After last week’s violent crackdown by the Egyptian army, apprehensions of an unsteady supply of oil to the West have jacked up the oil price. Brent crude prices were propelled to a four-month high of $111.23 on Thursday. If the chaos worsens – or the strife spreads to other countries – the risk premium presently integrated into the price of crude oil is likely to rise even more.
#15 European stocks have recently seen their highest decline in six weeks.
#16 The Japanese national debt has recently passed the quadrillion yen level, and many expect the Japanese economic system to begin melting down any time soon.
#17 Meanwhile, in Indonesia, the stock market is "cratering".
#18 In India, the yield on their 10-year government bonds has zoomed from 7.1 percent in May to 9.25 percent at present.

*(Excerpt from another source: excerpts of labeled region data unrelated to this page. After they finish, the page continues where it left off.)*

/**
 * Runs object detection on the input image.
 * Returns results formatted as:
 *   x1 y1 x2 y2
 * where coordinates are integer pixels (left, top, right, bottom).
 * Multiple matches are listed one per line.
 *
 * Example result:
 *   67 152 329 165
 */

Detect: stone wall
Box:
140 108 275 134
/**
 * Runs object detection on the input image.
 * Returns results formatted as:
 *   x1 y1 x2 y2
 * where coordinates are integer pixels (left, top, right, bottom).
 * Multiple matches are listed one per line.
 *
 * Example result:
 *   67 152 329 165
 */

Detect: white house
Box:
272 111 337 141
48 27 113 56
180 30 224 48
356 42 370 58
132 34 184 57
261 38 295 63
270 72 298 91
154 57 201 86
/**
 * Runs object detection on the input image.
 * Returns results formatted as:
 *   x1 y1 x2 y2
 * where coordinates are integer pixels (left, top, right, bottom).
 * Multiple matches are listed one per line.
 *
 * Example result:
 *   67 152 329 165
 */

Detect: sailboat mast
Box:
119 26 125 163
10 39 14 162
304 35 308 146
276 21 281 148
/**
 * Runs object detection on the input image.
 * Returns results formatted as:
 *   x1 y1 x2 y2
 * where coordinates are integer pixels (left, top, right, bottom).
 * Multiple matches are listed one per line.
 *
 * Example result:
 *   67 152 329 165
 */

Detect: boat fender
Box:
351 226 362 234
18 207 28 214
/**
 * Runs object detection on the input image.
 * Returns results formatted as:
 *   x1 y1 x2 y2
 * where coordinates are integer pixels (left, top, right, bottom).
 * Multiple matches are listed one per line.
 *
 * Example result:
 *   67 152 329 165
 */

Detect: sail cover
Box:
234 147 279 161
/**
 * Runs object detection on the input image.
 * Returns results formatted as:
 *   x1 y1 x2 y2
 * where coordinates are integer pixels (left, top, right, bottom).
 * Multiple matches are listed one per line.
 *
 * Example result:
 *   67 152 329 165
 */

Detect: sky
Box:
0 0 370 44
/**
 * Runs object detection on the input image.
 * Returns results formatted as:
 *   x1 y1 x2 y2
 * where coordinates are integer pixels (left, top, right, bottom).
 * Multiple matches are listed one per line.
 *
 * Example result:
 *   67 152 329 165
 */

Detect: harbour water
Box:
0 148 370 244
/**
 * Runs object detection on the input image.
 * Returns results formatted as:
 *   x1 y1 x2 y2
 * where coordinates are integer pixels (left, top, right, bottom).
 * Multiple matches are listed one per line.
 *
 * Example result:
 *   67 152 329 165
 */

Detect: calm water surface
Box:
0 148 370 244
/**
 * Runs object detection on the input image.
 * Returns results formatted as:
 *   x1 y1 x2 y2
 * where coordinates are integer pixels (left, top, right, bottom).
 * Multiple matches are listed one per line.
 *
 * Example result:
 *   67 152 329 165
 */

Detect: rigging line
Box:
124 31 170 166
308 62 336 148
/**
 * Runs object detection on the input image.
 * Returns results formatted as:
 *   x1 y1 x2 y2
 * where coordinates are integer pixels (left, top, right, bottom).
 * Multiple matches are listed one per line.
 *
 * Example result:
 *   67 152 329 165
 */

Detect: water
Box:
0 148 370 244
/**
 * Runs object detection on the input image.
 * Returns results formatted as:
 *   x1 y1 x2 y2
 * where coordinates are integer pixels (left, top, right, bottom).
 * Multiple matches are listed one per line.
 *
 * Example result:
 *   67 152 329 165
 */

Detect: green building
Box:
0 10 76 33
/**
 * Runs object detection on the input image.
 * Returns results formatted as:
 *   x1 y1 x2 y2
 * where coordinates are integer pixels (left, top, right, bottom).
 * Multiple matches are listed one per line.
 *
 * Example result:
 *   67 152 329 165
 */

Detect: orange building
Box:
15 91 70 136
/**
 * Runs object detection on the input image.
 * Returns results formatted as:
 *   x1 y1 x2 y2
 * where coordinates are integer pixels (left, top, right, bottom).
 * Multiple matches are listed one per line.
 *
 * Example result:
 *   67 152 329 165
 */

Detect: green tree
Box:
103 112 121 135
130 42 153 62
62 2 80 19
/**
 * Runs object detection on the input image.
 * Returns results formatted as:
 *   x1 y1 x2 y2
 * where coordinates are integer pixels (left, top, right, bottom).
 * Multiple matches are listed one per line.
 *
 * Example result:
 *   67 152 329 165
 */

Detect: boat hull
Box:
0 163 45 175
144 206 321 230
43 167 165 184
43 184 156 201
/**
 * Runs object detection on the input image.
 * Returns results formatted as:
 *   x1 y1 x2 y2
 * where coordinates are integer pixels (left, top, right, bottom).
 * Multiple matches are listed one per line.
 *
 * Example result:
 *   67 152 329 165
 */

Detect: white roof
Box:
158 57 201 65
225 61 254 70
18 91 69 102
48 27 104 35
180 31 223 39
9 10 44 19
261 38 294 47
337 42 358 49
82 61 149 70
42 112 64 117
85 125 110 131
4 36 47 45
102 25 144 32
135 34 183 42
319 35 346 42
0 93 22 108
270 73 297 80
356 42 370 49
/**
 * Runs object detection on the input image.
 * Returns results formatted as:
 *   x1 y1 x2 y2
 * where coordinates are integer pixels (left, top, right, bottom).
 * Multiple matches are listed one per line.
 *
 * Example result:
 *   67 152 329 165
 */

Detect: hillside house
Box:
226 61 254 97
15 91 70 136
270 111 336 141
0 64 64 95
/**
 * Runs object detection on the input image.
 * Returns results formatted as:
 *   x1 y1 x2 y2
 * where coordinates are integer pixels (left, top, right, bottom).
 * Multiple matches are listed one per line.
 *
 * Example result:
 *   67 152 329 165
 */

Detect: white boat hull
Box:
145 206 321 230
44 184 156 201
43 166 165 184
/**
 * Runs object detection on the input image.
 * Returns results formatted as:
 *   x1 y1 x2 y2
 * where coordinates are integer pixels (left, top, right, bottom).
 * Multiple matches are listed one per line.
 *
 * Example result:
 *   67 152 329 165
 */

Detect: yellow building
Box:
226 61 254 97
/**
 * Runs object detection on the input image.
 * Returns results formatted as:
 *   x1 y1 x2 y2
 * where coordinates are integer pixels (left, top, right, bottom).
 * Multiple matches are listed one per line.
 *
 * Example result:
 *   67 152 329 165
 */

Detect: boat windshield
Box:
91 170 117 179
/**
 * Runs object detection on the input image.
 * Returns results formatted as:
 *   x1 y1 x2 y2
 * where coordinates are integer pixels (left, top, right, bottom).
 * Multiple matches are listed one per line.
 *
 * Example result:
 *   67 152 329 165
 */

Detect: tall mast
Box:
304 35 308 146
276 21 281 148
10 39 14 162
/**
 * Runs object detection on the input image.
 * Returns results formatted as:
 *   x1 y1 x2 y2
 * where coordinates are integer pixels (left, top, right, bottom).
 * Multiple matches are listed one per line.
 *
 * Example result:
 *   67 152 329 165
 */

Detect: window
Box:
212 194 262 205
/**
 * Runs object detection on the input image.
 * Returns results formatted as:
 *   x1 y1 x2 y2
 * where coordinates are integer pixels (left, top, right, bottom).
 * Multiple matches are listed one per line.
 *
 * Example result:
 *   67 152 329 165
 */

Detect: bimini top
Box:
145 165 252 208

As the coming months unfold, keep a close watch on the "too big to fail" banks located both in Europe and in the United States. When the next gigantic financial crisis hits, they will play a leading role once more. They have been extremely out of control, and as James Rickards told Greg Hunter in an interview the other day, we are in a much worse situation with regard to a major banking disaster than we were back in 2008...
So, what will cause the next crisis in particular? Rickards says,“The issue in 2008 was the too-big-to-fail banks. Well, those banks are much bigger today. Their derivative accounts are bigger. In simple terms, everything that was wrong in 2008 is worse at present.” Rickards warns further, “The last time, in 2008 when the crisis began, the Fed’s balance sheet was $800 billion. At present, the Fed’s balance sheet is $3.3 trillion and rising at $1 trillion annually.”
Rickards argues further, “You are going to have a banking crisis worse than the last one because the banking system is bigger without the capital backbone because the Fed is all out.” As far as the Fed stopping the printing of money, Rickards predicts, “My belief is they that they will not. The economy is basically weak. We have 50 million on food stamps, 24 million without jobs and 11 million on disability, and all of these figures numbers are rising.”
We never even approached that point of recovery from the last financial crisis and the last recession.
Today, the coming new major shock of the financial melt-down is fast approaching.
I hope that you are taking the time to get ready for the approaching hurricane, because it will be exceptionally painful.